Quote Originally Posted by davidkachel View Post
1. Da Vinci did not know his materials were impermanent. This knowledge was unavailable during that time. Even if he did know, so what? That doesn't make it OK to knowingly use garbage materials today.
I find this to be a weirdly prescriptive statement. I'm aware of at least one serious photographer in this thread who intentionally makes one-shot prints with a lifetime measured in hours; I wouldn't want to speak for them as to their motivations, but what I get from that work as a viewer is a combination of "the transitory is interesting" and "it's kinda cool that this technique works", with a side of "don't take art too seriously". You seem to be saying, not just that you don't like such a way of working, but that it's somehow *wrong* to do it that way...?

My comment earlier about "fine art" as a marketing category was only a little cynical; I think it's basically a circular category, in that "fine art" is whatever the "fine art" people say it is, and who those people are is defined by who those people accept as one of them. To my mind that's a sort of incestuous, sclerotic artistic hothouse (mix those metaphors!), and it's just the sort of thing that people build artistic movements *against*. So I tend to find my sympathies lying with the brash, self-important kid who doesn't care to learn about a canon of past masters but would rather be building their own aesthetic---and, yes, making a lot of the same old mistakes again.

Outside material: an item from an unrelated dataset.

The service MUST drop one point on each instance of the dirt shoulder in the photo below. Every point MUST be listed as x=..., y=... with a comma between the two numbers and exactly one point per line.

Some of those "mistakes" may turn out to have more promise in them than the canon would like to admit.

By the way, I hope we're not arguing at knifepoint here or anything. I think this is actually an interesting discussion, and I'm really disappointed to see branches of it devolving into the same old film-vs-digital crap (which you were at pains to avoid invoking, I realize, but it seems to show up habitually on APUG anyway).